Helen Gentry, 85, of Detroit.

It’d be an unusual circumstance if you ever caught the News Hits crew hanging out at a Grand Prix race. So our understanding of the 2014 Detroit Belle Isle Grand Prix came through press reports from the likes of Detroit News columnist John Niyo, who echoed race organizer Roger Penske that it was a “big win” for Detroit.

“It was, indeed,” Niyo wrote. “The grandstands were filled, the premium chalets sold out — more than two dozen of them — and the vast majority of the 100,000-plus fans who found their way to Belle Isle for this three-day event went home happy, if a little sunburned.” 

If you ask Helen Gentry of Detroit, that’s 100,000-plus sunburned fans enjoying a private event happening on a public park, one that takes three months to set up and tear down. 

“I’m not against this sport,” Gentry tells the Hits. “It just shouldn’t be on public property, it should be moved off” to a private facility like, for instance, the Michigan International Speedway in Jackson County.

Gentry, 85, is a lifelong Detroiter, a retired Detroit Public Schools teacher, and has lived across the street from the MacArthur Bridge for years. After retiring in 1984, she took seasonal work at the Belle Isle Zoo, Belle Isle Aquarium, and the Belle Isle Marina. She knows the island as well as anyone.

And she’d like to halt any future Grand Prix race from being held on the island. 

In March, Gentry filed a lawsuit against the Penske Automotive Group, contending it can “no longer operate its Grand Prix Automobile Race on Belle Isle State Park.”

Gentry alleges that, because Michigan now operates the island under a lease imposed by Detroit Emergency Manager Kevyn Orr, it must adhere to guidelines set by Michigan Department of Natural Resources for state parks. According to her complaint, race organizers violate DNR rules by destroying trees, erecting fences, and obstructing roads for the Grand Prix. 

Officials from the DNR attempted to quell Gentry’s concerns, saying Michigan allows “special permits” to be issued for events on state parks, such as the annual Quake on the Lake hydroplane race in Oakland County. So when Orr signed an order in February making the island Michigan’s 102nd state park, the special permit the city previously issued for the race essentially carried over. (The city will lease the park to Michigan for 30 years with two optional 15-year extensions.)

Gentry, who’s representing herself in the case, says there’s more to the situation than a special permit. Belle Isle was created as a public space, a place “for the general public to use for recreation, picnicking, for their relaxation,” she says, and the Grand Prix race infringes on that basic concept. 
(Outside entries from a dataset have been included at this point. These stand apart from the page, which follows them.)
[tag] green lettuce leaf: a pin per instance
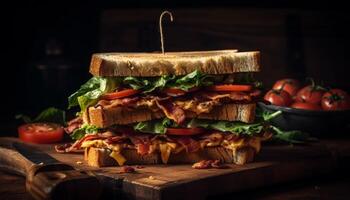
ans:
(53, 115)
(194, 79)
(227, 126)
(294, 136)
(83, 130)
(89, 93)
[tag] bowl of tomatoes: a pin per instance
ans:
(310, 108)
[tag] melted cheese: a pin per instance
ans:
(94, 143)
(165, 150)
(117, 156)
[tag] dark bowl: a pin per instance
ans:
(317, 123)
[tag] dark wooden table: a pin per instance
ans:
(332, 186)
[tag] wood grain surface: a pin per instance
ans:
(275, 164)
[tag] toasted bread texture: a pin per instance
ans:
(107, 116)
(174, 63)
(99, 157)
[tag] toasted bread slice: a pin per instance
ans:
(99, 157)
(174, 63)
(108, 116)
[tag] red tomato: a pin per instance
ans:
(178, 92)
(41, 133)
(278, 97)
(306, 106)
(335, 99)
(310, 94)
(184, 131)
(230, 88)
(120, 94)
(289, 85)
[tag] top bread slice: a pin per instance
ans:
(174, 63)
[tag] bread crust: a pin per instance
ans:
(107, 116)
(174, 63)
(99, 157)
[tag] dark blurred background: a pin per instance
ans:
(47, 47)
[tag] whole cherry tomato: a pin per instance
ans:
(335, 99)
(310, 94)
(41, 133)
(278, 97)
(289, 85)
(306, 106)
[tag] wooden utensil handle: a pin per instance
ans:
(13, 161)
(52, 181)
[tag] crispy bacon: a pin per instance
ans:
(207, 164)
(115, 139)
(172, 111)
(188, 143)
(73, 124)
(127, 169)
(142, 142)
(65, 148)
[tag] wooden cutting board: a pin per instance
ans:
(273, 165)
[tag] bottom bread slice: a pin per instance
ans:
(99, 157)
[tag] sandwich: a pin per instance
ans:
(178, 107)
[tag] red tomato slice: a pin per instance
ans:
(41, 133)
(178, 92)
(184, 131)
(174, 91)
(230, 88)
(120, 94)
(306, 106)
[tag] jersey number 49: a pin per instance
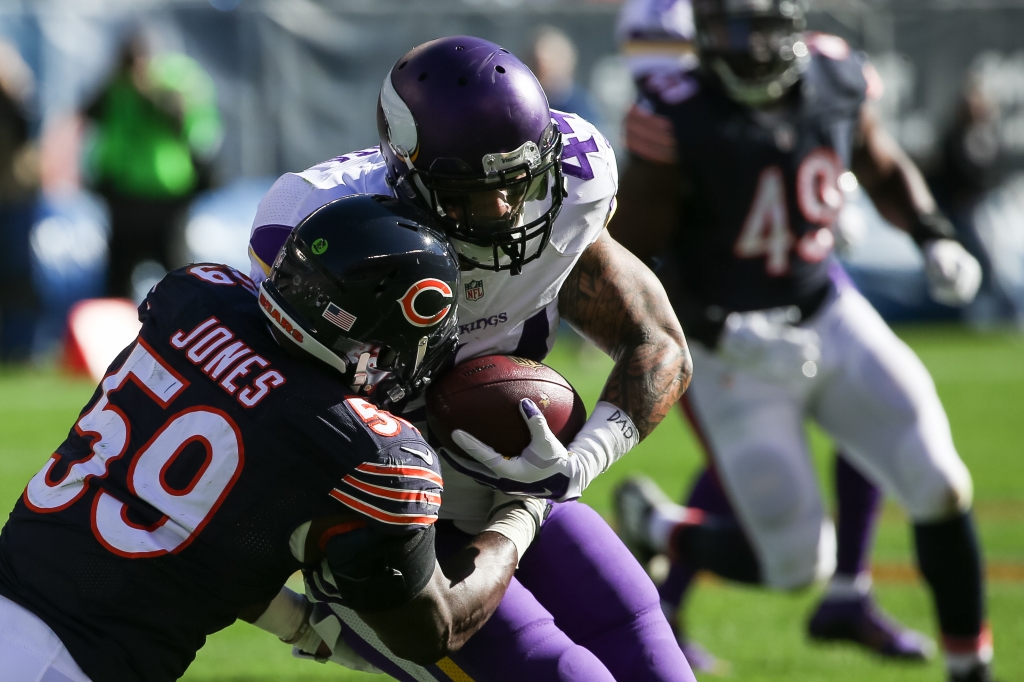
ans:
(185, 511)
(766, 230)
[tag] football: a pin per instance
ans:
(481, 396)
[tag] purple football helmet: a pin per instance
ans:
(756, 47)
(467, 134)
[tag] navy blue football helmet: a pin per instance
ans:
(755, 47)
(368, 287)
(467, 134)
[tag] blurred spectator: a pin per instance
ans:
(157, 129)
(970, 168)
(656, 38)
(18, 194)
(553, 59)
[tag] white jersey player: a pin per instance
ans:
(523, 195)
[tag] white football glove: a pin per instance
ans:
(327, 627)
(953, 274)
(547, 468)
(766, 344)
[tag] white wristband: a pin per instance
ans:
(607, 435)
(518, 518)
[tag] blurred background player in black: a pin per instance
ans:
(157, 128)
(739, 210)
(971, 165)
(18, 198)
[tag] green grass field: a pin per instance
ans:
(980, 379)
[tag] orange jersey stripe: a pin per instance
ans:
(400, 470)
(380, 514)
(393, 494)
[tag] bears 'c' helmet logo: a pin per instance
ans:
(409, 302)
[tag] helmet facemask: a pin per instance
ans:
(758, 54)
(502, 220)
(307, 305)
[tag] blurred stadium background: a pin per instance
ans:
(296, 82)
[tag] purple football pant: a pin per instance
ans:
(580, 608)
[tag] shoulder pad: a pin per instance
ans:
(398, 487)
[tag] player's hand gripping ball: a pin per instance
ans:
(505, 422)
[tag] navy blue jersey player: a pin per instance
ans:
(738, 207)
(237, 440)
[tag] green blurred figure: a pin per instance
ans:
(157, 130)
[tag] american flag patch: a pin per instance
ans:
(336, 315)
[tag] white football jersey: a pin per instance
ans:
(498, 312)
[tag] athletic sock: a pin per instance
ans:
(966, 653)
(718, 545)
(857, 502)
(950, 561)
(848, 588)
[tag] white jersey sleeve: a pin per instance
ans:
(295, 196)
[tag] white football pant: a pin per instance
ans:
(871, 394)
(30, 651)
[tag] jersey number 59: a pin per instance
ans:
(185, 511)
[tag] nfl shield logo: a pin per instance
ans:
(474, 290)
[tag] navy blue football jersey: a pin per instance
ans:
(759, 188)
(171, 504)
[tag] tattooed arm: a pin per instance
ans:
(612, 299)
(616, 302)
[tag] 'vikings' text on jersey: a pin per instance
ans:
(498, 312)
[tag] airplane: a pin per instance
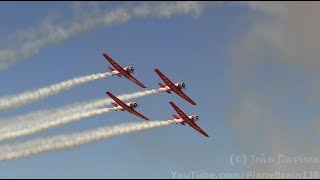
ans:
(126, 106)
(126, 72)
(177, 88)
(191, 120)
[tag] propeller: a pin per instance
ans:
(185, 86)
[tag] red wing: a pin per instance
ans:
(122, 71)
(126, 107)
(115, 64)
(187, 119)
(174, 88)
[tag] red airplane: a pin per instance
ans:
(126, 106)
(177, 88)
(126, 72)
(191, 120)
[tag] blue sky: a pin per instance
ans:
(202, 51)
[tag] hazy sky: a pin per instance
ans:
(252, 67)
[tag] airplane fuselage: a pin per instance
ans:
(130, 104)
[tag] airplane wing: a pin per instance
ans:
(126, 107)
(122, 71)
(174, 87)
(187, 120)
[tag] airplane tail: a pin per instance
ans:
(112, 69)
(163, 86)
(116, 105)
(176, 117)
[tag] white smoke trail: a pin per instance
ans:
(37, 127)
(59, 142)
(31, 41)
(14, 101)
(32, 119)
It raises the continuing question of what Belle Isle’s role should be. Gentry’s point is this: Are 100,000 fans on the island for one weekend worth the burden the Grand Prix brings to the island one-fourth of the year? That’s something John Gallagher of the Detroit Free Press considered in a column in April titled “Reimagining Detroit: Belle Isle should be a development-free zone.” (Gallagher’s piece, we should note, followed the state of Michigan’s astoundingly short-sighted announcement it would close Belle Isle to the public this fall to host an automotive technology convention. Apparently the island’s transition to state oversight has been a challenging task for Gov. Rick Snyder’s administration, who ultimately backed off the plan.) 
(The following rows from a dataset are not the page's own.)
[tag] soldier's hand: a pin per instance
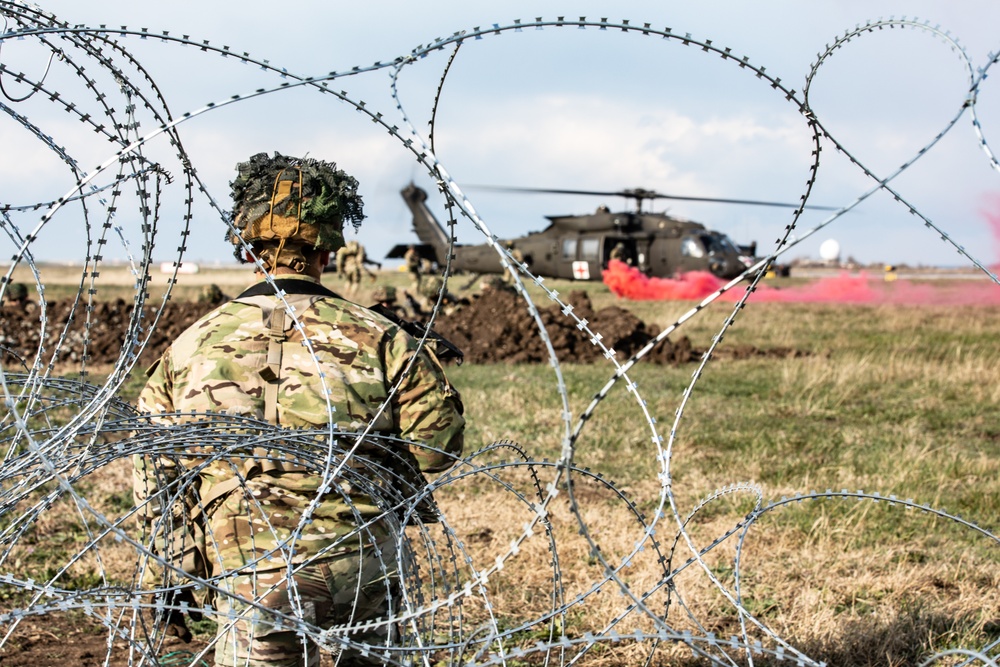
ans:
(174, 617)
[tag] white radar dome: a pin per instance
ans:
(830, 250)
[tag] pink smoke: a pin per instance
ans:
(629, 283)
(990, 210)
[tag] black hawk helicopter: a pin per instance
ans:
(578, 247)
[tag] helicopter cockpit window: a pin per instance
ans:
(692, 247)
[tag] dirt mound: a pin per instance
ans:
(97, 335)
(496, 327)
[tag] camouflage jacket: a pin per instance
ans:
(343, 376)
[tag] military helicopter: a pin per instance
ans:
(578, 247)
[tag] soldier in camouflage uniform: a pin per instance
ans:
(261, 522)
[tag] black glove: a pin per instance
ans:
(174, 617)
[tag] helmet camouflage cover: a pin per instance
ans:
(292, 203)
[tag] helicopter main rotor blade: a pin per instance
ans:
(640, 194)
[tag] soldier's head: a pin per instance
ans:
(291, 211)
(17, 293)
(384, 294)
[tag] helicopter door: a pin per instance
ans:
(622, 249)
(580, 258)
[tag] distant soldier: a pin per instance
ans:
(211, 295)
(350, 261)
(493, 283)
(412, 259)
(516, 255)
(17, 295)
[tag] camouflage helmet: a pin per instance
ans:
(287, 204)
(384, 293)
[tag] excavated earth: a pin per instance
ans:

The Grand Prix, Gallagher notes, “created a 10-acre slab of concrete near the island’s casino that serves as a staging area for the auto races.” That’s something Detroit officials have defended, saying it provides much needed parking for events on the island, Gallagher writes. 

He adds: “But most of the year, it lies there awesomely empty, defacing the island.” 

That’s another aspect Gentry decries in her lawsuit.

“These special events cannot preempt or usurp the use of the park … for which it was created,” Gentry says. 

Penske’s legal team offered lengthy rebuttals in court to Gentry, saying her request for a preliminary injunction is “misplaced and entirely unfounded.” Requests for further comment from the Hits were declined. 

“I don’t have the authority to do so from my client at this time,” says Brian Moore of Dykema Gossett PLLC. 

Gentry’s request for a preliminary injunction to stop future Detroit Grand Prix races will be heard before Wayne County Circuit Judge Daphne Means Curtis at 9 a.m. Friday, June 13.